5. A Internet, os novos media, tudo isso potenciou as periferias, pôs em rede quem não tinha acesso e estava desligado. Mas também a universidade, e além. “O aumento do número de universidades, e passar a ter muito mais negros nas universidades [com a política de cotas], isso já traz uma possibilidade de mudança. E agora já tem mais de uma geração de jovens que são o fruto dessas políticas, e do esforço das famílias. Há desafios novos dentro das faculdades, e, para além do espaço académico, uma rede de ajuda, movimentos de produção artística, cultural, independente, de ocupação de novos espaços da cidade.”

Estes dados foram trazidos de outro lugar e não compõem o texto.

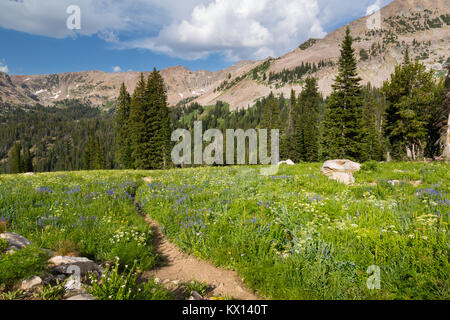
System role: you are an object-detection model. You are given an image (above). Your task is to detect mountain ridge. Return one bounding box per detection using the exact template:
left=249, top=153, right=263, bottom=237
left=0, top=0, right=450, bottom=109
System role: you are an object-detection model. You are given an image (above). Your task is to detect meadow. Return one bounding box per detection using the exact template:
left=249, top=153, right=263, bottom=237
left=0, top=163, right=450, bottom=299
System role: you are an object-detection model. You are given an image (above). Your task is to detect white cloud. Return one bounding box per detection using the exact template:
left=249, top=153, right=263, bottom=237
left=128, top=0, right=326, bottom=60
left=366, top=0, right=382, bottom=16
left=0, top=61, right=9, bottom=73
left=0, top=0, right=391, bottom=61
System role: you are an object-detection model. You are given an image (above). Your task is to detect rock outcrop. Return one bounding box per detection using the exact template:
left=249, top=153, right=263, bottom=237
left=320, top=160, right=361, bottom=185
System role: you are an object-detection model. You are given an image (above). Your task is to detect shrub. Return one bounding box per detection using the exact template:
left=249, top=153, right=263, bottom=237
left=361, top=160, right=378, bottom=171
left=34, top=282, right=64, bottom=300
left=135, top=280, right=175, bottom=300
left=0, top=219, right=7, bottom=233
left=107, top=242, right=158, bottom=270
left=0, top=289, right=25, bottom=300
left=0, top=239, right=9, bottom=253
left=87, top=259, right=175, bottom=300
left=55, top=239, right=79, bottom=257
left=87, top=259, right=138, bottom=300
left=181, top=280, right=209, bottom=298
left=0, top=246, right=49, bottom=284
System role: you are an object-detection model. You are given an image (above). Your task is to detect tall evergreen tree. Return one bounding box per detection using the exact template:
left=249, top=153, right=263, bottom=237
left=130, top=69, right=171, bottom=169
left=298, top=77, right=320, bottom=162
left=22, top=147, right=34, bottom=172
left=8, top=142, right=23, bottom=174
left=129, top=73, right=152, bottom=169
left=360, top=84, right=384, bottom=161
left=322, top=27, right=363, bottom=160
left=115, top=83, right=133, bottom=169
left=150, top=69, right=171, bottom=169
left=383, top=52, right=442, bottom=159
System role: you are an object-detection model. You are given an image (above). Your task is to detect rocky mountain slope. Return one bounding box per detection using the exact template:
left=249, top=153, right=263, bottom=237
left=0, top=0, right=450, bottom=109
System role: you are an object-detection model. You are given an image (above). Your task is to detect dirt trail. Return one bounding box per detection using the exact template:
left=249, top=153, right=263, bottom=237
left=143, top=177, right=263, bottom=300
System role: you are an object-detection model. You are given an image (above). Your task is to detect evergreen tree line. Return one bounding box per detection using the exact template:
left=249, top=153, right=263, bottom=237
left=172, top=29, right=449, bottom=162
left=0, top=100, right=115, bottom=173
left=0, top=30, right=450, bottom=173
left=115, top=69, right=172, bottom=169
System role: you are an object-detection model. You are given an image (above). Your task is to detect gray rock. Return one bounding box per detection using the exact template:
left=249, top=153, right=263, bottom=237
left=20, top=276, right=42, bottom=291
left=188, top=291, right=203, bottom=300
left=66, top=293, right=96, bottom=301
left=0, top=232, right=31, bottom=250
left=49, top=256, right=101, bottom=276
left=278, top=159, right=295, bottom=166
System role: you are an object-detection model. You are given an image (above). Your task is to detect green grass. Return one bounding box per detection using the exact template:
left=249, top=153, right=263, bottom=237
left=0, top=163, right=450, bottom=300
left=137, top=163, right=450, bottom=299
left=0, top=171, right=158, bottom=269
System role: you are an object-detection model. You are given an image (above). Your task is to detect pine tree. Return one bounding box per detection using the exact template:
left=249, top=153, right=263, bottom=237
left=280, top=89, right=297, bottom=159
left=322, top=27, right=363, bottom=160
left=22, top=148, right=34, bottom=172
left=383, top=52, right=442, bottom=160
left=115, top=83, right=133, bottom=169
left=130, top=69, right=171, bottom=169
left=8, top=142, right=23, bottom=174
left=298, top=77, right=320, bottom=162
left=360, top=84, right=384, bottom=161
left=129, top=73, right=151, bottom=169
left=151, top=69, right=172, bottom=169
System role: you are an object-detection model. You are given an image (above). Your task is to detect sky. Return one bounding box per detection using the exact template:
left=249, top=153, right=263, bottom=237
left=0, top=0, right=392, bottom=75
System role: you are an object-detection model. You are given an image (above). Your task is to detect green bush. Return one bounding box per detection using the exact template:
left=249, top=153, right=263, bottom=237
left=0, top=239, right=9, bottom=253
left=34, top=282, right=64, bottom=300
left=87, top=259, right=138, bottom=300
left=0, top=246, right=49, bottom=284
left=361, top=161, right=378, bottom=171
left=181, top=280, right=209, bottom=298
left=87, top=259, right=174, bottom=300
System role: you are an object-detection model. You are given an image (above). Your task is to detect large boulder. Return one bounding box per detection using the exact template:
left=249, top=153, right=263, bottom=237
left=0, top=232, right=31, bottom=250
left=320, top=160, right=361, bottom=185
left=49, top=256, right=101, bottom=276
left=66, top=293, right=96, bottom=301
left=20, top=276, right=42, bottom=291
left=278, top=159, right=295, bottom=166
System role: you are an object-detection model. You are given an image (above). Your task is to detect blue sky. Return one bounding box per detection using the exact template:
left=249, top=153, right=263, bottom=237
left=0, top=0, right=390, bottom=74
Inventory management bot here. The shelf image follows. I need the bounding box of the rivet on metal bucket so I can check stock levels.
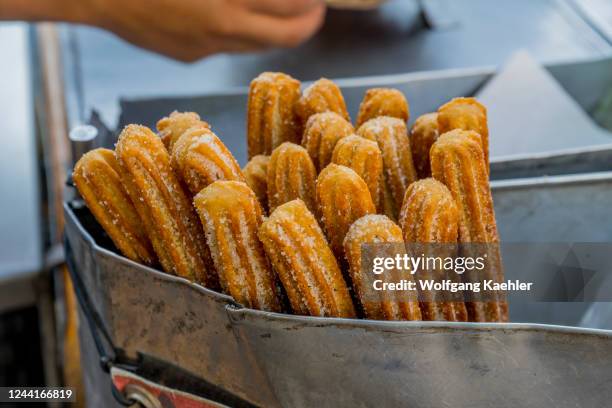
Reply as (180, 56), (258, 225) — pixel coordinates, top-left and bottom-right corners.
(124, 384), (162, 408)
(68, 125), (98, 164)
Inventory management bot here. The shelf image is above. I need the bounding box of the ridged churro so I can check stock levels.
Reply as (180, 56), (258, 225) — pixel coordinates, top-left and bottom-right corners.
(172, 127), (245, 196)
(430, 130), (508, 322)
(317, 163), (376, 259)
(116, 125), (217, 288)
(302, 112), (355, 171)
(297, 78), (351, 124)
(400, 178), (468, 322)
(438, 98), (489, 168)
(357, 116), (417, 219)
(332, 135), (385, 212)
(344, 215), (421, 320)
(194, 181), (281, 312)
(242, 154), (270, 211)
(357, 88), (410, 126)
(157, 111), (210, 153)
(247, 72), (302, 159)
(410, 113), (439, 178)
(259, 200), (355, 317)
(268, 142), (317, 213)
(72, 149), (156, 265)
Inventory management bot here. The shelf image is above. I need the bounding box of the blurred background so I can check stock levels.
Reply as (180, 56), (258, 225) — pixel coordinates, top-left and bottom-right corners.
(0, 0), (612, 404)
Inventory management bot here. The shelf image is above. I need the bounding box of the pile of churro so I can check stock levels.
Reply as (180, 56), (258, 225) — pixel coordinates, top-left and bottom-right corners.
(73, 72), (508, 322)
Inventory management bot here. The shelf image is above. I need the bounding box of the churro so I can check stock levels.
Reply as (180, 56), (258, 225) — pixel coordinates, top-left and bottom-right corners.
(357, 116), (417, 219)
(430, 130), (508, 322)
(297, 78), (351, 124)
(194, 181), (280, 312)
(410, 113), (439, 178)
(172, 127), (245, 196)
(400, 178), (468, 322)
(72, 149), (156, 265)
(344, 215), (421, 320)
(438, 98), (489, 168)
(268, 142), (317, 213)
(317, 164), (376, 259)
(332, 135), (385, 212)
(116, 125), (217, 288)
(157, 111), (210, 152)
(302, 112), (355, 171)
(247, 72), (302, 159)
(357, 88), (410, 126)
(259, 200), (355, 317)
(242, 154), (270, 211)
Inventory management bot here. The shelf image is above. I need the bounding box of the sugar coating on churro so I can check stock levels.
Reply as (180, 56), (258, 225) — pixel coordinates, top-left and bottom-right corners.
(438, 98), (489, 169)
(302, 112), (355, 171)
(157, 111), (210, 152)
(296, 78), (351, 124)
(317, 163), (376, 259)
(400, 178), (468, 321)
(115, 125), (216, 287)
(357, 116), (417, 219)
(357, 88), (410, 126)
(172, 127), (245, 196)
(430, 130), (508, 321)
(259, 200), (355, 317)
(268, 143), (317, 213)
(344, 215), (421, 320)
(332, 135), (385, 212)
(242, 154), (270, 212)
(247, 72), (302, 159)
(72, 149), (156, 265)
(194, 181), (280, 312)
(410, 113), (439, 178)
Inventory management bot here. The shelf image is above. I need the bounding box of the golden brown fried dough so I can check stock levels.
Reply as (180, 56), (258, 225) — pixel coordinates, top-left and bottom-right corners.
(297, 78), (351, 124)
(115, 125), (217, 288)
(72, 149), (156, 265)
(259, 200), (355, 317)
(157, 111), (210, 153)
(332, 135), (385, 212)
(357, 116), (417, 219)
(247, 72), (302, 159)
(438, 98), (489, 169)
(172, 127), (245, 196)
(268, 143), (317, 213)
(242, 154), (270, 211)
(302, 112), (355, 171)
(344, 215), (421, 320)
(194, 181), (281, 312)
(400, 178), (468, 322)
(410, 113), (439, 178)
(357, 88), (410, 126)
(317, 164), (376, 259)
(430, 130), (508, 322)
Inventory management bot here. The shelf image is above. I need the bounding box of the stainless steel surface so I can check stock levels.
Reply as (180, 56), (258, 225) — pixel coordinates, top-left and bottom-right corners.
(66, 167), (612, 408)
(0, 23), (42, 310)
(120, 57), (612, 169)
(567, 0), (612, 44)
(491, 145), (612, 180)
(63, 0), (612, 127)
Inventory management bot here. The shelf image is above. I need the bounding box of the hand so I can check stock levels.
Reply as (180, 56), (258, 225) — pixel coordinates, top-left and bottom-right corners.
(86, 0), (325, 61)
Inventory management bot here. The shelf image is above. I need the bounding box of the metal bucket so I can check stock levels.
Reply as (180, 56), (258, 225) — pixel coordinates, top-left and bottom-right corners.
(65, 173), (612, 407)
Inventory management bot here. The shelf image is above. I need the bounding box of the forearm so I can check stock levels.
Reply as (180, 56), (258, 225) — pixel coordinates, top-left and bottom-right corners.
(0, 0), (94, 24)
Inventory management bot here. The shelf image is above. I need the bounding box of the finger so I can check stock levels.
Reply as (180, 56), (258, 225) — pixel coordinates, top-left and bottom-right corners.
(241, 0), (323, 17)
(231, 5), (325, 47)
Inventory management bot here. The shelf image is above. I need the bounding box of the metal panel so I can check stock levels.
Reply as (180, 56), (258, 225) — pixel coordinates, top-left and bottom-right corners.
(66, 168), (612, 407)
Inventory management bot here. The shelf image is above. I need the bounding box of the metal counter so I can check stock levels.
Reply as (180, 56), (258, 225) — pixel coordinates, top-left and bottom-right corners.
(63, 0), (612, 127)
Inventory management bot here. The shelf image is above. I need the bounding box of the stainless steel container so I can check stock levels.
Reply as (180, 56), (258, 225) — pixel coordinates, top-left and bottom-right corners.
(65, 173), (612, 407)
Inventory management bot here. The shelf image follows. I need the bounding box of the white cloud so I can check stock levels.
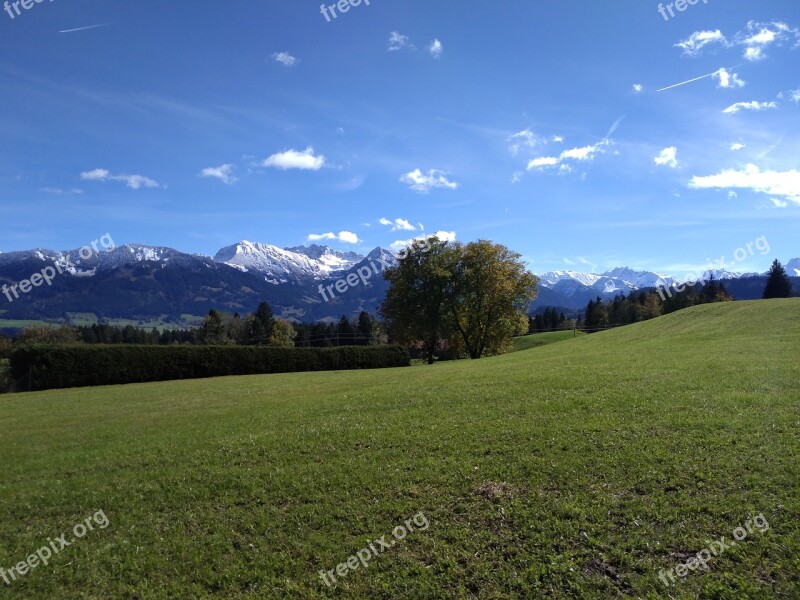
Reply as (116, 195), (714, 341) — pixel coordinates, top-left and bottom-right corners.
(737, 21), (800, 61)
(307, 231), (361, 244)
(712, 67), (745, 89)
(528, 156), (559, 171)
(400, 169), (458, 194)
(506, 129), (544, 156)
(39, 188), (83, 196)
(200, 165), (238, 185)
(561, 142), (605, 161)
(261, 146), (325, 171)
(378, 217), (424, 231)
(675, 21), (800, 61)
(653, 146), (678, 169)
(722, 100), (778, 115)
(389, 230), (456, 252)
(81, 169), (161, 190)
(272, 52), (297, 67)
(389, 31), (409, 52)
(778, 90), (800, 102)
(689, 164), (800, 204)
(528, 140), (609, 173)
(675, 29), (728, 56)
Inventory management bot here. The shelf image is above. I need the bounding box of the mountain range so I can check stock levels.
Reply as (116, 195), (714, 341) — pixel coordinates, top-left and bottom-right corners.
(0, 241), (800, 325)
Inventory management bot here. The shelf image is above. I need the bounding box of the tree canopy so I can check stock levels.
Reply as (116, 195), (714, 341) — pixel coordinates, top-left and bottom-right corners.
(381, 238), (538, 363)
(764, 259), (792, 299)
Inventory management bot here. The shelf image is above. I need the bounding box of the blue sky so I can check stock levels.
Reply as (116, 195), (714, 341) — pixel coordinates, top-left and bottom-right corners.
(0, 0), (800, 274)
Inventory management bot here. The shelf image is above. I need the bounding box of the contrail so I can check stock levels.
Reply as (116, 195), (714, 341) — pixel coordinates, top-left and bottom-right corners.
(656, 69), (719, 92)
(58, 23), (111, 33)
(656, 64), (742, 92)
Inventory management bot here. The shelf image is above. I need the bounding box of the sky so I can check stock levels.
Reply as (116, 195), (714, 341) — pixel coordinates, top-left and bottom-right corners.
(0, 0), (800, 275)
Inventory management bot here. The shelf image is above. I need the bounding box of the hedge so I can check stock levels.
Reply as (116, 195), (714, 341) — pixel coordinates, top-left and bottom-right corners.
(11, 344), (411, 391)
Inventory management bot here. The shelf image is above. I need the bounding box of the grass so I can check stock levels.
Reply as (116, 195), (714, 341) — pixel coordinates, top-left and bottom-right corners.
(509, 330), (586, 352)
(0, 299), (800, 598)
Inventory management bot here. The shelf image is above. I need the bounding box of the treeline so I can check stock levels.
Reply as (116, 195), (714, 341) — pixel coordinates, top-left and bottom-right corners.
(528, 307), (575, 333)
(0, 302), (388, 350)
(578, 276), (734, 330)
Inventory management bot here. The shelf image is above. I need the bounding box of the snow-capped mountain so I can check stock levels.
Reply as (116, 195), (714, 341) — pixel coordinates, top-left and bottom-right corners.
(0, 241), (800, 325)
(214, 240), (364, 284)
(540, 267), (676, 296)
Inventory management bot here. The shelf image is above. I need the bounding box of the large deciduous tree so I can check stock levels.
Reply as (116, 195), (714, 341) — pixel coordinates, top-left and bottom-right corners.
(445, 240), (538, 358)
(381, 238), (538, 364)
(381, 238), (452, 364)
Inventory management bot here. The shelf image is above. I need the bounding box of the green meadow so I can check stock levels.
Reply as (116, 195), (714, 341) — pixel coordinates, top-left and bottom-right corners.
(0, 299), (800, 599)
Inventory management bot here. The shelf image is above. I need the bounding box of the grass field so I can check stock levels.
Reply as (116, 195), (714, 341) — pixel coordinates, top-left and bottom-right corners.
(509, 330), (586, 352)
(0, 299), (800, 599)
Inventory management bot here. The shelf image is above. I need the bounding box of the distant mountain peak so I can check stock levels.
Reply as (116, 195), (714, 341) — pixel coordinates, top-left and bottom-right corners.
(214, 240), (363, 284)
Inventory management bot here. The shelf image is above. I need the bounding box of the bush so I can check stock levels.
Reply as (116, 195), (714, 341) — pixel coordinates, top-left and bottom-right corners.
(0, 358), (11, 394)
(11, 345), (411, 390)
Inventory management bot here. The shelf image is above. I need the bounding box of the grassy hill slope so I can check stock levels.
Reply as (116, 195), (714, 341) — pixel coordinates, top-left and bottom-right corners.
(0, 299), (800, 598)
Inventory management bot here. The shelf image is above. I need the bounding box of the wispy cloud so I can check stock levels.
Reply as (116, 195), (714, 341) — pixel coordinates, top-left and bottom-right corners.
(378, 217), (422, 231)
(713, 67), (745, 89)
(527, 138), (611, 173)
(506, 129), (547, 156)
(271, 52), (298, 67)
(428, 39), (444, 60)
(736, 21), (800, 61)
(689, 164), (800, 204)
(389, 31), (410, 52)
(400, 169), (458, 194)
(722, 100), (778, 115)
(675, 29), (728, 56)
(261, 146), (325, 171)
(39, 188), (83, 196)
(200, 164), (238, 185)
(653, 146), (678, 169)
(306, 231), (361, 244)
(81, 169), (161, 190)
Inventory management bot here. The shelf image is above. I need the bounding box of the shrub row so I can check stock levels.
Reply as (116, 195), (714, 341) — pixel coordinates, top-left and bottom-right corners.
(11, 345), (411, 391)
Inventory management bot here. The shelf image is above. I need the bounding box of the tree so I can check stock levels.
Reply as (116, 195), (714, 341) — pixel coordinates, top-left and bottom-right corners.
(381, 237), (451, 364)
(356, 310), (375, 346)
(0, 335), (12, 358)
(200, 308), (228, 346)
(245, 302), (275, 346)
(445, 240), (540, 359)
(764, 258), (792, 299)
(17, 326), (83, 344)
(269, 321), (297, 348)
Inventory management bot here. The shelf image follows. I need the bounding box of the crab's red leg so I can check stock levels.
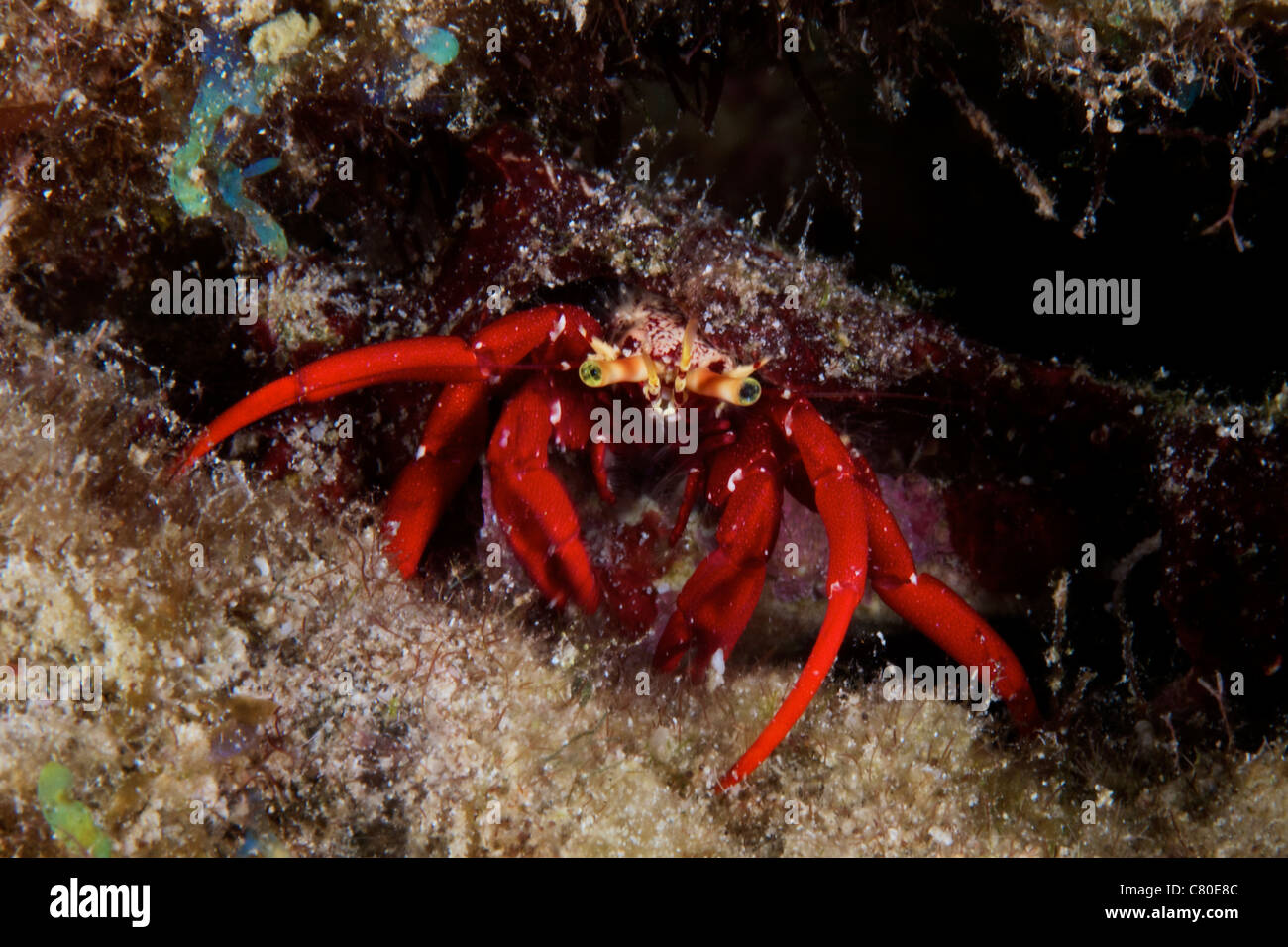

6. E a entrada nas instituições políticas? “Talvez não na política como a gente conhece hoje. As manifestações de 2013 disseram isso, que esta forma de fazer política não se adequa ao que a gente vê como representatividade. Há quem ache que o jeito é se candidatar pessoalmente, eu não acho. Acho que é corajoso o facto de alguém com um histórico de militância se dispor a disputar as estruturas por dentro, mas é preciso ter muita coragem e estômago.” E isso leva Bruno a um paradoxo brasileiro: “A geração nova e negra que está criando novas possibilidades, ao mesmo tempo continua sendo violada e assassinada pelo Estado. Ainda é aquela que não tem o seu direito à vida e à segurança. Então tem um receio, uma desconfiança em relação a chegar perto das estruturas tradicionais: porque o Estado continua nos considerando inimigos.” E por isso, entrar ou não nas instituições políticas, diz Bruno, “é uma questão que está colocada desde os grandes protestos de 2013, e que agora ficou mais urgente, muito inflamada”, depois da votação no Congresso. “As pessoas já estão inseridas num contexto diverso de mobilização. Há muitos jovens negros se empoderando também a partir da estética, festas, celebração do próprio corpo. Eu acho o empoderamento através da estética política também. Neusa Santos Sousa abre o seu livro Tornar-se Negro dizendo que ‘uma das formas de exercer autonomia é possuir um discurso sobre si mesmo’. Há um debate sobre como se avança contra os mecanismos conservadores de perpetuação do racismo e das desigualdades, e é fundamental que nessa discussão não retrocedamos ao estágio onde não tínhamos a possibilidade de falarmos sobre nós mesmos. Para isso precisamos ir além.”